Flare-On 2018 - Challenge 12 - cat'n'grep
New year, new Flare-On. This year edition somehow pushed us to the world of VMs reversing. First with challenge 10 built on top of the Intel VMX instruction set, later with challenge 12. The last challenge was quite crazy as usual, but it kind of intrigued me a lot. That's why I'm going to cover it here. If you are interested only in the second part of the challenge, jump there. I publish two posts: one explaining how I got the flag no matter what, the second showing a cleaner approach and some in-depth details of the VMs.
We are given a floppy disk image and the following challenge description.
Suspicious Floppy Disk - Now for the final test of your focus and dedication. We found a floppy disk that was given to spies to transmit secret messages. The spies were also given the password, we don't have that information, but see if you can figure out the message anyway. You are saving lives.
If we unpack the floppy image we can see a bunch of files, including
AUTOEXEC.BAT—the famous startup file used by MS-DOS and early versions of Windows. The autoexec is one line only:
infohelp.exe. No doubts,
infohelp.exe is automatically executed when we insert the floppy in our machine. We also get three suspicious files inside the same image:
TMP.DAT. Remember about these.
I used DOSBox to mount the unpacked floppy and play a bit with that infohelp. Its output is the following:
Z:\> infohelp.exe Enter the password to receive the message: testtesttest Message: This is not the message you are looking for. Z:\>
The message output seems to be the content of
message.dat. The message changes If we modify the dat file. On the other hand
key.dat is empty. Maybe the program uses a combination of its content plus the password we type. IDA Pro could be helpful to understand what's going on.
After quickly jumping around functions and cross-references, I couldn't find a sweet spot to start the real reversing. Everything was in order, at least from an high-level point of view.
Suddenly a bell started ringing in my mind. Look at the file output on the floppy:
$ file suspicious_floppy_v1.0.img suspicious_floppy_v1.0.img: DOS/MBR boot sector, code offset 0x3c+2, OEM-ID "*-v4VIHC" cached by Windows 9M, root entries 224, sectors 2880 (volumes <=32 MB), sectors/FAT 9, sectors/track 18, serial number 0x2a876ce1, label: " ", FAT (12 bit), followed by FAT
DOS/MBR boot sector string, files in the image with
SYS extension and the autoexec batch file, what if someone has been tampering with the boot sector? We can try to load the floppy disk as it is—without extracting its content—either with QEMU or DOSBox again.

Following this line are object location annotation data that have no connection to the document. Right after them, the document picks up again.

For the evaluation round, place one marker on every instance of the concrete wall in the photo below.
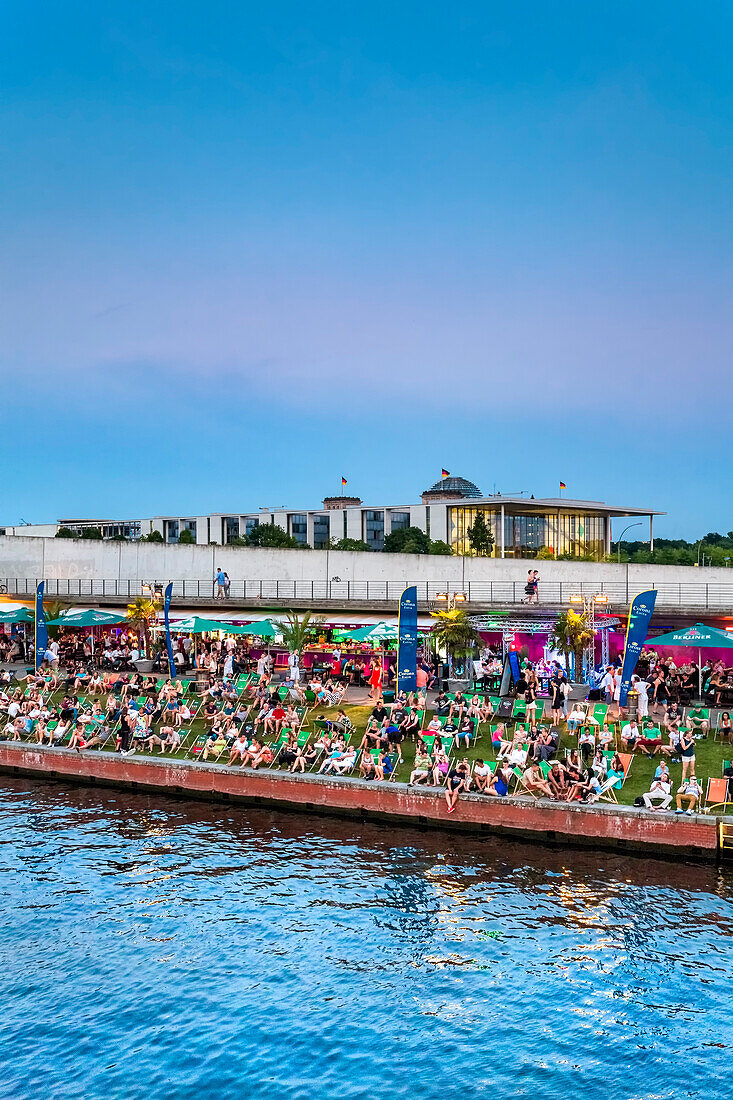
(68, 559)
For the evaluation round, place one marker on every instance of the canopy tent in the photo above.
(264, 629)
(695, 637)
(20, 615)
(381, 631)
(86, 618)
(197, 625)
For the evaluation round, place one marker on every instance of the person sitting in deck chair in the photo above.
(459, 779)
(535, 782)
(499, 783)
(168, 739)
(659, 791)
(465, 733)
(690, 792)
(420, 772)
(347, 761)
(482, 776)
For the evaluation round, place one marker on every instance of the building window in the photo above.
(400, 520)
(526, 532)
(321, 530)
(231, 528)
(374, 529)
(298, 527)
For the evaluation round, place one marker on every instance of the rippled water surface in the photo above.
(153, 948)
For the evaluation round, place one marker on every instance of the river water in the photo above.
(160, 948)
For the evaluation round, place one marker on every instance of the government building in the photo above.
(521, 525)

Theory confirmed. Run QEMU with
qemu-system-i386 -fda suspicious_floppy_v1.0.img and you get a quite explicit output.
A:\> infohelp.exe Enter the password to receive the message: testtesttest Welcome to FLARE spy messenger by Nick Harbour. Your preferred covert communication tool since 1776. Please wait while I check that password... Incorrect Password. You fail it. Please try harder. Message: This is not the message you are looking for. A:\>
Good, we just found a starting point! The floppy is most likely shipped with a bootkit hooking into infohelp. Let's confirm this with IDA and always consider we are working on 16 bits real-mode. A debugger could also be helpful. Launch QEMU in this way:
qemu-system-i386 -fda suspicious_floppy_v1.0.img -S -s
Attach to it with gdb using the following gdb commands:
target remote localhost:1234 set architecture i8086
gdb doesn't support 16 bits real-mode addressing, but you can find here a very nice .gdbinit to partially overcome this limitation.

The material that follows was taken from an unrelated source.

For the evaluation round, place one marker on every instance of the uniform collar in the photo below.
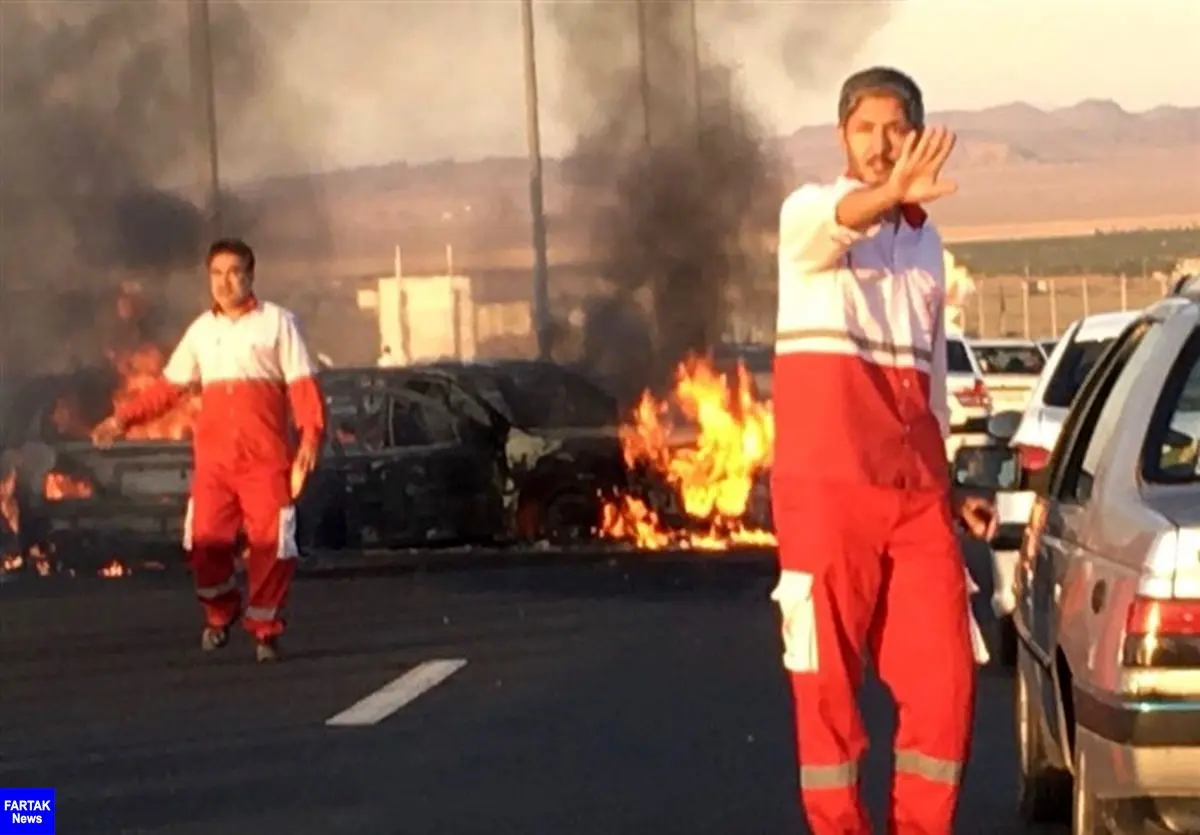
(912, 214)
(249, 306)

When the machine boots up, the BIOS will copy the first sector of the floppy at
0000:7c00 and the first instruction ever will be
jmp 0x7c3e. This
jump is needed to skip the BIOS Parameter Block1, a data structure
describing the physical layout of the diskette. We land on the new address and
we can see that the first
0x200 bytes of the first disk sector—because it's mapped at
0x7c00—are copied to
0x600. Next jump
will be at address
0x662 which translates to offset
0x62 of the raw image.
At this point we reach an
int 13h, a vector for accessing disks read/write services2. The boot code asks the BIOS to load
0x30 sectors starting from head 0, track 34 and sector 1, to address
0x800 and then jump on it with a
call bx instruction.
TMP.DAT file we found in the disk lies exactly on head 0, track 34,
sector 1 and it's the bootkit payload. Indeed, its stage 1 code looks quite suspicious.

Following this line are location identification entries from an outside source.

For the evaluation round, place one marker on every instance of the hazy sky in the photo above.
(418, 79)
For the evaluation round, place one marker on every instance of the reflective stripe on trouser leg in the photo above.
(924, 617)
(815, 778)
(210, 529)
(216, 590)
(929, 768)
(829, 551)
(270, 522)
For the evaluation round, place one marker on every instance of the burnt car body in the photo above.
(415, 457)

The first thing to notice is the access to
mov bx, ds:413h). This
memory zone belongs to the BIOS Data Area3 and the memory at that particular address holds the base memory size in KB of the system. Seen in the other way around, the bootkit takes the last possible base memory address and decrements it by 32KB. It then takes the segment of this address (
shl bx, 6) and uses it to copy itself in the new region obtained with the 32KB subtraction.
The real fun begins now. As shown in the second part of the image above, the bootkit is overwriting the interrupt vector table at addresses
0000:0004e, respectively the offset and segment of vector 13h. Every disk
operation will be intercepted from now on.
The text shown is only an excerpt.